棗の成長を語るときには輝いていた目がまた光を失って自分の臍をじっと見ている。
「こっちに来たら棗と仲良くしようと思ってたのにいきなり突っ掛かっちゃうし、ちょっとなんか言われたら反発しちゃうし、失敗したのはあたしなのに棗にあたっちゃったし。たぶん嫌われたと思います」
そんな鈴の様子に美里はただ事実だけを伝えるように言った。
「なっちゃん朝は口ではあんなこと言ってたけど、すずちゃんに会えて嬉しそうだったわよ?いつもは朝はもう少し静かだもの。そんな簡単に嫌いになるようななら口をきかない、そういう子でしょなっちゃんは」
「そう……ですかね……?」
「そうよ。だから大丈夫」
「そうですよね!」
鈴の目に光が戻っていた。
気がゆるんだ拍子だろうか変化で隠していた尻尾がぴょんと、飛び出した。
「ふあっ! あぁもう」
突然のことで驚いたためか、元々鈴は変化が苦手であるためか、なかなか思うようにしまえず更に焦るという悪循環になってしまった。
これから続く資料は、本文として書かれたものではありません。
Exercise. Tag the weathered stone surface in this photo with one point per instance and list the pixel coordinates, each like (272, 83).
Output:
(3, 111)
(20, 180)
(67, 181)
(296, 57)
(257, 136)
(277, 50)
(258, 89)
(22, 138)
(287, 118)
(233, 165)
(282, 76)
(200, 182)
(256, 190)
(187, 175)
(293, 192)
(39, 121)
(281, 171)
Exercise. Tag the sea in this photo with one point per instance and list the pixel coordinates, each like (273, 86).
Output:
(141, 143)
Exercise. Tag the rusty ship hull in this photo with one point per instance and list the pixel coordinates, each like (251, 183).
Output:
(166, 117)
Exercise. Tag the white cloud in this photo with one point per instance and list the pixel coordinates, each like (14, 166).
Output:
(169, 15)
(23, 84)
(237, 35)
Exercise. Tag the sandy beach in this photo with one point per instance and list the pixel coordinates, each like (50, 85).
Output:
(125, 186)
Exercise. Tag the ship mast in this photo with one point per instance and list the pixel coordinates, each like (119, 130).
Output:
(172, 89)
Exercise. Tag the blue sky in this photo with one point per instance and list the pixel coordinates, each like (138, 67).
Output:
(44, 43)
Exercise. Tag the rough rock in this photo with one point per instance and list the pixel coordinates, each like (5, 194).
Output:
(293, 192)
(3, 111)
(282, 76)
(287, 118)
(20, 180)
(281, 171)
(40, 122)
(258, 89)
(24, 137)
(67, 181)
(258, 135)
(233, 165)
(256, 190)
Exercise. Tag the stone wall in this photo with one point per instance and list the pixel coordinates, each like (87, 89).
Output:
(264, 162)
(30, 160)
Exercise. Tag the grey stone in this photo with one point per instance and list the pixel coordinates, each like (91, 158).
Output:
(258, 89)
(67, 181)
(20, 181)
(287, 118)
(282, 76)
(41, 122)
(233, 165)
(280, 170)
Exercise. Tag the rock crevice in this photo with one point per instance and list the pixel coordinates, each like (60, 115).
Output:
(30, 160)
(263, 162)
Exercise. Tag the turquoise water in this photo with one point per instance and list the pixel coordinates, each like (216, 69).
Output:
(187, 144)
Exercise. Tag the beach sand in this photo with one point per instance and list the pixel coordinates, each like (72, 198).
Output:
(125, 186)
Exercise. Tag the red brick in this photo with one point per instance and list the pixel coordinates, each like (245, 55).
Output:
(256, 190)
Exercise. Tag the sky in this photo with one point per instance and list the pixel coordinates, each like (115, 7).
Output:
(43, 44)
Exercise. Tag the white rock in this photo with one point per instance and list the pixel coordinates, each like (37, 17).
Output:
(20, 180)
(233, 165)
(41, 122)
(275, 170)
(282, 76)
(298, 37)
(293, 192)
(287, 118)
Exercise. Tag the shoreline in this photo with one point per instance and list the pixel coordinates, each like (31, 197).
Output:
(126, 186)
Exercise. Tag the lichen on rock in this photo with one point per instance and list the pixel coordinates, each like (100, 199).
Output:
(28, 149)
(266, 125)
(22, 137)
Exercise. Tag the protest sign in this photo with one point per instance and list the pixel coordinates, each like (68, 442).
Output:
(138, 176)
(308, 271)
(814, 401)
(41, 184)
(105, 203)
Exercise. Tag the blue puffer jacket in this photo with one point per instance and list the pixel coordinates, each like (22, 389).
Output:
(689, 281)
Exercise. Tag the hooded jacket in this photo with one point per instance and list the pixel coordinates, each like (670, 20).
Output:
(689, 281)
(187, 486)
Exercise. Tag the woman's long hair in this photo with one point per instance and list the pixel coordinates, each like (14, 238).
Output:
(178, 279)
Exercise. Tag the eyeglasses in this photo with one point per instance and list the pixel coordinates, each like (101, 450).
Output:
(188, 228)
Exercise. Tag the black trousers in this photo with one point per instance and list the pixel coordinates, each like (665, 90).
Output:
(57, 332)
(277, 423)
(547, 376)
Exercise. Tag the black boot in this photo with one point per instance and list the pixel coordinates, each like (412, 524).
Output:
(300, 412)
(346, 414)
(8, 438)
「いいわよ。家の中なら外からは見えないし、実際は出したままでもちゃんと説明すれば問題ないんだから」
「すいません……」
しゅんとしてしまった鈴のために別の話題をふることにした。
「そういえばすずちゃんそんなになっちゃんのこと好きなのに、なんで式神になるの断ってるのかしら?」
「なっなっ棗が好き!? いっいえ棗はそういうんじゃなくて、えとー、そう!弟というか……」
必死にじたばたと腕を振り誤魔化そうとした鈴だったが、美里の『あらあら、そんな必死に誤魔化しちゃって、見てれば丸分かりなのにかわいーわぁ』という視線を見て観念したようだ。
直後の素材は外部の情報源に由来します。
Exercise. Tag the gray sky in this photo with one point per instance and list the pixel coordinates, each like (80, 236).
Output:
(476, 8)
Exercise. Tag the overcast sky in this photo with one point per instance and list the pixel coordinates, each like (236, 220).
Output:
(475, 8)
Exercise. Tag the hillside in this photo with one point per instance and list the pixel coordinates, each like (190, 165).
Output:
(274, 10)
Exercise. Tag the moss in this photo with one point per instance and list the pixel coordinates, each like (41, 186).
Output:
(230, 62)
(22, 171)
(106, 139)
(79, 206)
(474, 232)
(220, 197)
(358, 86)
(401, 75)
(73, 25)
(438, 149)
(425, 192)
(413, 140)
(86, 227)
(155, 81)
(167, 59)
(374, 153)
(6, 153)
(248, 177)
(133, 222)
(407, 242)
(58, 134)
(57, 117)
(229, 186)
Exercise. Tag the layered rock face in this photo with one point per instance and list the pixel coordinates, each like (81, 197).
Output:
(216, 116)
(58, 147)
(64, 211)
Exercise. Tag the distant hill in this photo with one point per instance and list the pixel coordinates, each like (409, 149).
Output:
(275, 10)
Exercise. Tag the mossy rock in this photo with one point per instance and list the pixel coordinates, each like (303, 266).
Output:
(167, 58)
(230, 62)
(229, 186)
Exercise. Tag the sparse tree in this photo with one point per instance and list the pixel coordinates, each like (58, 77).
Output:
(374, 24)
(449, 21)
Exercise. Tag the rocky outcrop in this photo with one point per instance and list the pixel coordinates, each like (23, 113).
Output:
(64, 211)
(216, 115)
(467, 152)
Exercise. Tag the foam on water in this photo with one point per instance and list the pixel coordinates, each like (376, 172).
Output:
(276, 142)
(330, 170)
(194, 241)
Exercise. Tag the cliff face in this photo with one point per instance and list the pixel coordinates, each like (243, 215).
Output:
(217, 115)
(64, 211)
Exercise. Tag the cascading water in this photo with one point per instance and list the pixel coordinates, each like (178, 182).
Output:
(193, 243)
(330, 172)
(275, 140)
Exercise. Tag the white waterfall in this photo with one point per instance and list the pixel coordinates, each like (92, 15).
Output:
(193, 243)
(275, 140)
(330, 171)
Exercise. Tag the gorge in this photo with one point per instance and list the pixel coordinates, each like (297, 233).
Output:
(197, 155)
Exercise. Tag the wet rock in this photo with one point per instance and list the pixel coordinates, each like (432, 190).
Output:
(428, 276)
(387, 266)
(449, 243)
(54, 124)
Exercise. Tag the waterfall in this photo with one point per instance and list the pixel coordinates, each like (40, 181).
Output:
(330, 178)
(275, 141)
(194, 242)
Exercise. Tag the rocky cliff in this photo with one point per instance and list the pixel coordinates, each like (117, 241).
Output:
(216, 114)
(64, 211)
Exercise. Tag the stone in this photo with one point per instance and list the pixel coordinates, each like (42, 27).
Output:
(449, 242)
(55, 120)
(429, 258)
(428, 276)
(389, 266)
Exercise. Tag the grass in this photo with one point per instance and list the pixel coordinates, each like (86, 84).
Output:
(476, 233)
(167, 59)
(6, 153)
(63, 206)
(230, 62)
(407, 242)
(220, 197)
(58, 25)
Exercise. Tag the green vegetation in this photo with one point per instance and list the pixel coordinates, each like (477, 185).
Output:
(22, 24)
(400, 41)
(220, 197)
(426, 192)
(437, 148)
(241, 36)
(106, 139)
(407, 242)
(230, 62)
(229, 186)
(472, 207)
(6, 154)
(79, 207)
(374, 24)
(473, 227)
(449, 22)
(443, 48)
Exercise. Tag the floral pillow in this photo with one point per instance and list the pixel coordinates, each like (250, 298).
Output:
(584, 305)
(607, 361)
その時綺麗な長い髪の小さな影は鈴の後ろでじっと金色の尻尾を見つめていた。
「ふぅ。あのそれはですね、あたしの五十分の一も生きてないのにこんな在り方ができるんだとかなってあげても良いかなぁ? とか思うんですが……その……棗とは式神としてじゃなくて……共にあるものとしてと言うか……つっつっ……ひゃっ!」
話を遮ったのは未耶だった。
我慢できなかったのだろうか、突然尻尾の中にも飛び込んだのだ。
「……もふもふ」
……鈴の尻尾はもっふもふだったらしい。
『あっそこはダメ!』など叫んでいる鈴などお構いなしだ。
全身で尻尾に包まり実に幸せそうな顔をしている。
「こ〜ら。すずちゃん悶えちゃってるからやめてあげましょう?」
と、美里が脇を掴んでやんわりと持ち上げる。
未耶は自分を持ち上げた美里の顔をじっと見上げて、そのあと他の方を見た。
その視線の先には、顔を紅潮させ、若干息が荒い鈴がいる。
未耶には、僅かながら頬が緩んでしまってるようにも見えた。
美里がぽんと床に降ろしてやると、さっと走りだし再び鈴にダイビングした。
だが
「再びくらうあたしではないわ!」
と言って一歩横にずれる。
当然空中にいた未耶は方向修正などきくはずもなく、放物線よろしく、地面と熱いキスをするのをかわす術は存在しなかった。
「……」
そのまましばらく動きを止めた。
鈴が『避けたのはまずかったかなぁ』と思い始めた頃、未耶はバッと立ち上がり再び鈴の後ろにまわりダイビングするタイミングを窺うのだった。
「ずいぶんとみっちゃんに好かれたのね。それもとそんなにすずちゃんの尻尾が琴線に触れたのかしら?」
「さぁ? どうしたんですかねっ!」
と、そういっている間にも未耶はダイビングし、床とキスをするのだった。